From: Protesilaos Stavrou
Subject: Re: [emacs-humanities] Emacs "Projects" management?
Date: Tue, 05 Oct 2021 13:00:01 +0300
User-agent: Notmuch/0.33.2 (https://notmuchmail.org) Emacs/29.0.50 (x86_64-pc-linux-gnu)

On 2021-10-04, 18:24 -0700, Alan Davis <alan3davis@gmail.com> wrote:

> I am using Emacs for almost everything, as I have done for decades.  I use
> Org-Mode, though I do not take advantage of too many bells and whistles.
> Various tools offer to help organize "Projects;" but here's the problem for
> me: they seem to cater to the programmer, for programming projects.
>
> The very word "Project" is fuzzy, imprecise in usage: I have seen it used
> in the sense of a writing project, or without boundaries; yet in the
> tutorials and guides for, for example, "projectile" project manager
> package, it seems to focus on programming projects.
>
> I would like to ask about how others, in the "emacs-humanities" community,
> use such project managers for various kinds of projects (in the loose
> sense), and whether such as "projectile" have been useful, and what
> modifications were useful.
>
> I am not a programmer, and my attention span is declining.  I do not wish
> to embark on a large scale "project" of coding and configuring in elisp to
> get somewhere with this.

Hello Alan,

In addition to projectile, there exists the built-in library project.el,
whose commands are nested under the 'C-x p' prefix (starting with Emacs
27 and onwards---I think).  I will be using that one for this example.

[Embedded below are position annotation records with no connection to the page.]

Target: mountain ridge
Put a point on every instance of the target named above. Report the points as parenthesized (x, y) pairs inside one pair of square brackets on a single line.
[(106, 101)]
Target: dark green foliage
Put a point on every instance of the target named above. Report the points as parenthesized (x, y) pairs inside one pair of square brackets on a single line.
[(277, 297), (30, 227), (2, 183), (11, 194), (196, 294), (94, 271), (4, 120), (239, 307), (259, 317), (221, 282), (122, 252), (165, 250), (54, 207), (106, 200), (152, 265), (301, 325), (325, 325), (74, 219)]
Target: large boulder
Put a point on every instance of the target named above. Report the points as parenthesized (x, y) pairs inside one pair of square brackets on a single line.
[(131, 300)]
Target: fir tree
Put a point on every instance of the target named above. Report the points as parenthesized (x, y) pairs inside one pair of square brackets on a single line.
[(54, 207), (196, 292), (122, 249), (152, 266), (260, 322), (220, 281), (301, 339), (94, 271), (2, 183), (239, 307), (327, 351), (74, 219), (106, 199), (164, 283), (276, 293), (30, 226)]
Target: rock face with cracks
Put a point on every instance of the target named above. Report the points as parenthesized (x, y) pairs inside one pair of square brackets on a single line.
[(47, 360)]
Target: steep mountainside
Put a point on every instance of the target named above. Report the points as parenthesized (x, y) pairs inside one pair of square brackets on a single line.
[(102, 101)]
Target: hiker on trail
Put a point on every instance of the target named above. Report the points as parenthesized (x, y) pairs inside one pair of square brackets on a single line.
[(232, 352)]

You can think of a "project" as a directory/folder or directory tree
whose contents are closely related to each other.  For example, you may
have something like this structure:

    ~/Documents/notes
    |-- personal/
    |   |-- 2021-09-30-note1.org
    |   `-- 2021-10-05-note2.org
    `-- work/
        |-- 2021-08-29-other-note1.org
        `-- 2021-09-08-other-note2.org

Your "~/Documents/notes" directory shall be the root of your "project",
the basis from where all commands will start from.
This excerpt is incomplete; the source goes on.